After my post asking whether your boss knows what you do for a living, I received an e-mail from a reader who recounted how taking a risk in extending his job description paid off later down the line, and I wanted to share it. The reader asked to remain anonymous. -Michael
My first IT job was as an RPG Junior Programmer at a large pharmaceutical manufacturer’s Canadian office. I was given minor program maintenance tasks. One of them involved a small change in a daily sales report program. I had just completed a community college computer degree and was appalled at the report layout, which, among other problems, had a terrible case of what I call “column creep,” i.e. many columns of figures with totals that didn’t quite line up, so that by the time you moved across the page to the right-most columns, the total underneath the last column actually belonged to the previous column, and the last column total was alone in the right margin. It was ugly and hard to read, and related columns were not grouped together. I told the programmer I reported to that I could really improve this report and was curtly ordered to do what I was told and no more.

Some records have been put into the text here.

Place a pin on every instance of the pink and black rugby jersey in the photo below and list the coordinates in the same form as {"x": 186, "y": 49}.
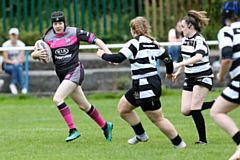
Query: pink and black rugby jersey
{"x": 65, "y": 46}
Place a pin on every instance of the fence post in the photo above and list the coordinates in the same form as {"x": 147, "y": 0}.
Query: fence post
{"x": 26, "y": 70}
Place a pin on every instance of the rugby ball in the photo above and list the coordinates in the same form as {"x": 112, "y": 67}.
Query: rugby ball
{"x": 43, "y": 45}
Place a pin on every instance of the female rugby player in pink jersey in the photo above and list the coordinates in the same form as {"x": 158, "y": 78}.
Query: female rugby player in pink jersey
{"x": 64, "y": 43}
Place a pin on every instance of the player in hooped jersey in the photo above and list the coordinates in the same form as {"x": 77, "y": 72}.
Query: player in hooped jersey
{"x": 229, "y": 45}
{"x": 142, "y": 52}
{"x": 64, "y": 43}
{"x": 198, "y": 72}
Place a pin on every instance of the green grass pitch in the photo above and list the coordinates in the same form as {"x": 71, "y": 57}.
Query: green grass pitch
{"x": 32, "y": 129}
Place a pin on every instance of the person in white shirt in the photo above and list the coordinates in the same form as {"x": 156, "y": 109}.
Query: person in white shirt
{"x": 13, "y": 62}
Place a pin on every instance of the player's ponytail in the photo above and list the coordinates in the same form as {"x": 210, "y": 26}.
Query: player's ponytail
{"x": 197, "y": 18}
{"x": 141, "y": 26}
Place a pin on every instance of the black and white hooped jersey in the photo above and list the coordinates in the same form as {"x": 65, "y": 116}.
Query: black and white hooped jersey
{"x": 229, "y": 39}
{"x": 142, "y": 54}
{"x": 190, "y": 47}
{"x": 65, "y": 46}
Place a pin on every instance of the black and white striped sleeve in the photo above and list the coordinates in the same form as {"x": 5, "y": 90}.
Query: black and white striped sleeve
{"x": 225, "y": 42}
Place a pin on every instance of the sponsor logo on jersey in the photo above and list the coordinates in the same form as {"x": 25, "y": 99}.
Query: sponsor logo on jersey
{"x": 68, "y": 41}
{"x": 62, "y": 51}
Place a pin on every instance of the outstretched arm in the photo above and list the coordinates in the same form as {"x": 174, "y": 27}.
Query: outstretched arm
{"x": 115, "y": 58}
{"x": 102, "y": 46}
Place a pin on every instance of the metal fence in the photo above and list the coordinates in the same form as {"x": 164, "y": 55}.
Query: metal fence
{"x": 108, "y": 18}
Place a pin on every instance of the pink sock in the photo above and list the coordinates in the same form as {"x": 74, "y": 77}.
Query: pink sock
{"x": 66, "y": 114}
{"x": 94, "y": 114}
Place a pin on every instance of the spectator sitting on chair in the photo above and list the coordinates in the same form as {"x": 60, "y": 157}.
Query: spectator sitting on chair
{"x": 175, "y": 35}
{"x": 13, "y": 62}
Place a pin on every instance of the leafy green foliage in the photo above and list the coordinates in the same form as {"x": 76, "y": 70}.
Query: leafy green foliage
{"x": 32, "y": 128}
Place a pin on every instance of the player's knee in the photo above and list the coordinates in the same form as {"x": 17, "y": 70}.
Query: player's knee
{"x": 57, "y": 100}
{"x": 212, "y": 113}
{"x": 185, "y": 112}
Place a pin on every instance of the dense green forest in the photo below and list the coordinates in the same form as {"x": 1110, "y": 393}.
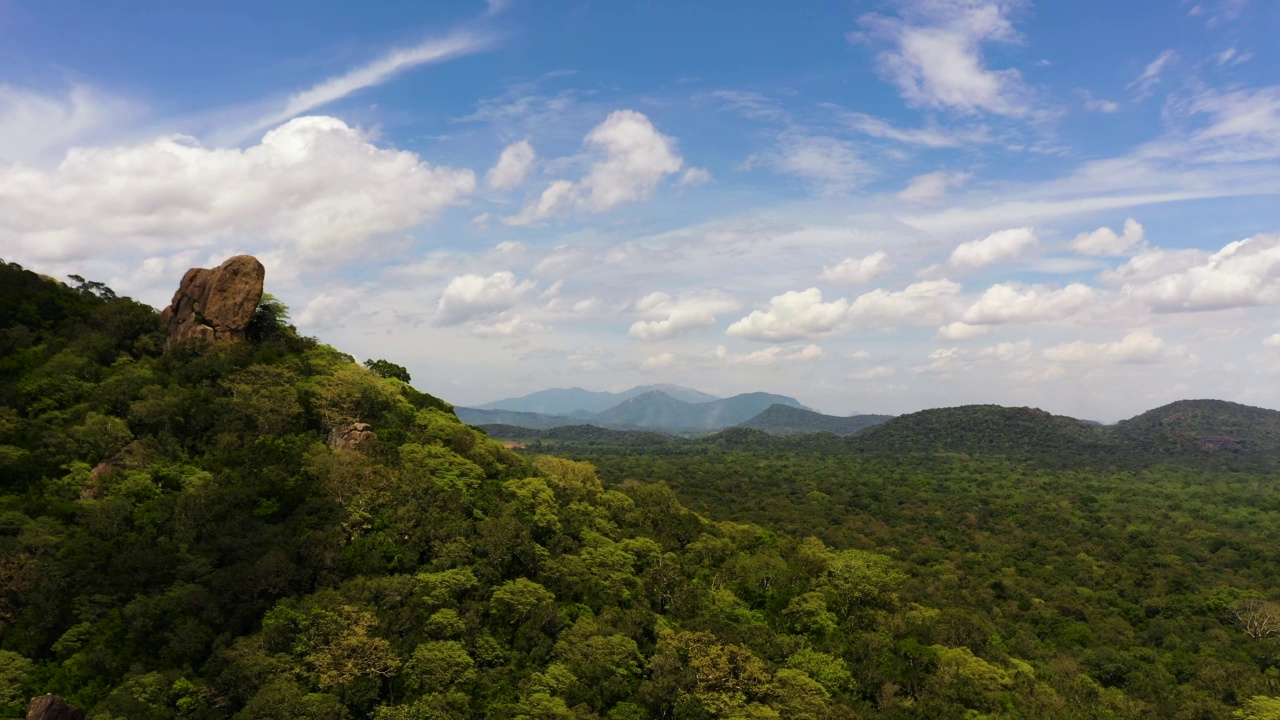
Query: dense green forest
{"x": 183, "y": 534}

So I did, but I also asked around and was astounded to find out that this very poorly designed report was read first thing every day by all the office sales managers and every major company executive: It was the most visible of all the IT reports. So one day in the cafeteria, within the earshot of a sales executive, I told the IT manager that with a day or two of work i could make vast improvements to this report. After I left, the sales executive told the IT manager that he would welcome any improvement to this critical report.
This resulted in a series of initiatives assigned to me to find “low hanging fruit” i.e. fast and easy opportunities to improve IT reports, making them easier to read, better organized, and providing more relevant information. Our department began to be more responsive to user requests and my career got a huge boost because word got around that I understood and spoke the language of the business units, and that I could help them organize data into more usable information.